Monday, June 13, 2011

poem a day project

Hi out there. It's been awhile. I've been asleep (code for sleep-reading school assignments) for a long time. Good morning to you, blue birds. Thanks for checking in despite my overwhelmingly long silences.

During my brief summer interlude between spring and summer semesters, I finished several poetry books in my swollen stack of "current reading", which was a relief considering I have been stubbornly reading some of them since Phoenix was an an infant (4.5 yrs ago). Reading poetry creates a wellspring and I want to make homes for the chipped and tattered sentences, to make poems from the bits I have been toting like so much mind flutter over the years. Subject headings and cataloging codes also spurn writing energies for me, but that's another story.

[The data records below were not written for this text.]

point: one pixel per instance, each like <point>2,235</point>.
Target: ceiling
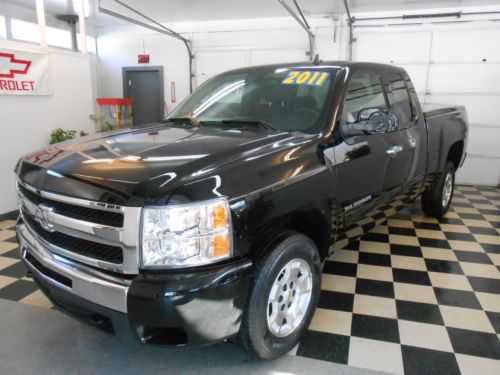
<point>206,10</point>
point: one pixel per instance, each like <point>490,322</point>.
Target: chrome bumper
<point>87,283</point>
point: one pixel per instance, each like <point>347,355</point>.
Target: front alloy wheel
<point>283,296</point>
<point>289,298</point>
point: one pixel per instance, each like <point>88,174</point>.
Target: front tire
<point>283,297</point>
<point>437,200</point>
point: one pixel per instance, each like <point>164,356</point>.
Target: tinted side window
<point>399,99</point>
<point>365,91</point>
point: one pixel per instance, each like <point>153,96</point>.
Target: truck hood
<point>133,166</point>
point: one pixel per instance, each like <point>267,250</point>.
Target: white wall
<point>27,121</point>
<point>446,64</point>
<point>443,59</point>
<point>217,46</point>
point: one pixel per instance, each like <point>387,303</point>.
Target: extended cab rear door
<point>404,101</point>
<point>368,165</point>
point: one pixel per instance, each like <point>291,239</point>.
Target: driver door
<point>368,164</point>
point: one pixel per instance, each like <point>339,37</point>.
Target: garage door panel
<point>418,75</point>
<point>464,78</point>
<point>325,45</point>
<point>479,170</point>
<point>263,57</point>
<point>480,109</point>
<point>466,45</point>
<point>386,47</point>
<point>484,141</point>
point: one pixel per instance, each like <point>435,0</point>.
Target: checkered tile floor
<point>414,296</point>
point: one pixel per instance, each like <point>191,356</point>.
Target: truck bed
<point>445,125</point>
<point>434,109</point>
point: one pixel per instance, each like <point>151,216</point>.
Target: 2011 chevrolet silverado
<point>216,222</point>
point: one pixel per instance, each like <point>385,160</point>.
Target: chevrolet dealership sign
<point>24,73</point>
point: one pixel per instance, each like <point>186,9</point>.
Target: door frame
<point>155,68</point>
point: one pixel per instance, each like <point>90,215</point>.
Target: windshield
<point>288,99</point>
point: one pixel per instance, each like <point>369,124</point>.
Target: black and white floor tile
<point>415,295</point>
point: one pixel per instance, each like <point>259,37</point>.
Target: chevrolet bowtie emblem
<point>42,215</point>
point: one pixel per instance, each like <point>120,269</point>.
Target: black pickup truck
<point>216,222</point>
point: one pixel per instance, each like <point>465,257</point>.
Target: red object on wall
<point>143,59</point>
<point>115,101</point>
<point>172,92</point>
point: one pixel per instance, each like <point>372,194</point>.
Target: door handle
<point>394,150</point>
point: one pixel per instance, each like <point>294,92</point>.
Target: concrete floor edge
<point>37,340</point>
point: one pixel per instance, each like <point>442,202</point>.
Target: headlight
<point>186,234</point>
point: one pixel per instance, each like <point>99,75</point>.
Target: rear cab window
<point>399,98</point>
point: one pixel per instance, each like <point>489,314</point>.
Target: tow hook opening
<point>170,336</point>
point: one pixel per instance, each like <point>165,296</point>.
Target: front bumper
<point>181,308</point>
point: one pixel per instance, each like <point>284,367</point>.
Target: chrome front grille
<point>94,233</point>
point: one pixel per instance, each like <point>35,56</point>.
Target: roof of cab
<point>321,64</point>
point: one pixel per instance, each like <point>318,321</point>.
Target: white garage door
<point>451,66</point>
<point>210,63</point>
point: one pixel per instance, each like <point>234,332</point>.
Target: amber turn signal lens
<point>221,245</point>
<point>219,217</point>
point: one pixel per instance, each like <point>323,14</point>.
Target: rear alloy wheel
<point>283,297</point>
<point>437,200</point>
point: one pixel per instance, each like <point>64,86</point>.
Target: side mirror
<point>372,121</point>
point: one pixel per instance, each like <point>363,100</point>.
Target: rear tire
<point>286,285</point>
<point>437,200</point>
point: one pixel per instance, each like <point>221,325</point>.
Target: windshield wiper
<point>262,123</point>
<point>191,121</point>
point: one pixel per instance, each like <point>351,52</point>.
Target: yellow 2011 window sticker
<point>305,77</point>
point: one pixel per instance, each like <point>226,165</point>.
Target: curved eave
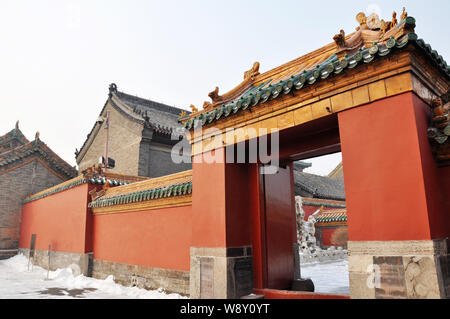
<point>331,67</point>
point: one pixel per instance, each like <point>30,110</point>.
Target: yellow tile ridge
<point>157,182</point>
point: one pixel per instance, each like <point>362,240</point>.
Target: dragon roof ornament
<point>374,38</point>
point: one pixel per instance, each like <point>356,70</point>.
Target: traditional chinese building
<point>227,229</point>
<point>25,168</point>
<point>140,137</point>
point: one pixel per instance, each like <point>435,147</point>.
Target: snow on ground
<point>16,282</point>
<point>329,277</point>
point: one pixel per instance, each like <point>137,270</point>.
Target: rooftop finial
<point>193,108</point>
<point>16,131</point>
<point>404,14</point>
<point>253,72</point>
<point>112,88</point>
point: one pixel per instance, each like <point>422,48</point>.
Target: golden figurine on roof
<point>371,30</point>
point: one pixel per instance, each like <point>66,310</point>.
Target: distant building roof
<point>25,150</point>
<point>338,172</point>
<point>300,165</point>
<point>162,118</point>
<point>320,186</point>
<point>12,139</point>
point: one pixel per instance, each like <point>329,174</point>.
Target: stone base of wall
<point>7,253</point>
<point>80,263</point>
<point>172,281</point>
<point>399,269</point>
<point>221,273</point>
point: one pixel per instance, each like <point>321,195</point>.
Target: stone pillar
<point>221,273</point>
<point>395,202</point>
<point>399,269</point>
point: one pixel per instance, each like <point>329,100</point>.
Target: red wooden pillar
<point>221,253</point>
<point>395,201</point>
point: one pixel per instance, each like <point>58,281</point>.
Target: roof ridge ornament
<point>372,30</point>
<point>253,72</point>
<point>112,89</point>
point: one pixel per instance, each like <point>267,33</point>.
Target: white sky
<point>57,58</point>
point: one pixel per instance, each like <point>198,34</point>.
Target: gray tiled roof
<point>320,186</point>
<point>158,114</point>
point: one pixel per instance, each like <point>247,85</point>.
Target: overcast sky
<point>57,58</point>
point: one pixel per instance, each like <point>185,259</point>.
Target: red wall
<point>208,201</point>
<point>156,238</point>
<point>326,234</point>
<point>60,219</point>
<point>390,177</point>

Wait, let me back up. I am usually engaging with poetry in some way even when I am ass-deep in creating PowerPoint presentations or writing research papers. It's not something I can ever turn off. Which is why I try to write down the bits (even when they piss me off, even when I am pushing my son's trike up a hill)because that's when it comes, that's when I need to write it or lose it.

So, I have bits. And fragments. And effluvia. And cloying word yuck clutter. Notebooks full. I'm tired of it. So, I'm shifting again. I called out to poets on Facebook to engage in a poem/prose swap and received a handful of responses. As people's availability shifts, poets are starting/leaving/rejoining the project. We have just begun, and it is currently just one other poet and I. This one on one exchange has been a unique experience as it differs so completely from a group MFA crit with all its requisite politics. We are exchanging poems via virtual means on an (almost) daily basis. This instantaneity has been an interesting form to work with. I am excited to continue the conversation and see how far it can go. We're open if you want to join in.


this is yesterday's poem:


The ardor a suture a wake
We shook the bones we carried your leaves

The song an insect choir a homicidal chanting, algae stirred
Even the grass of a brushstroke developed a hankering

After sex we washed the parts, we parted
Rubbing alcohol handshake, my shower curtain.

Later your remains on the freeway, disco fries and milkshakes.
Later your phone booth residue, habitual larvae jumping.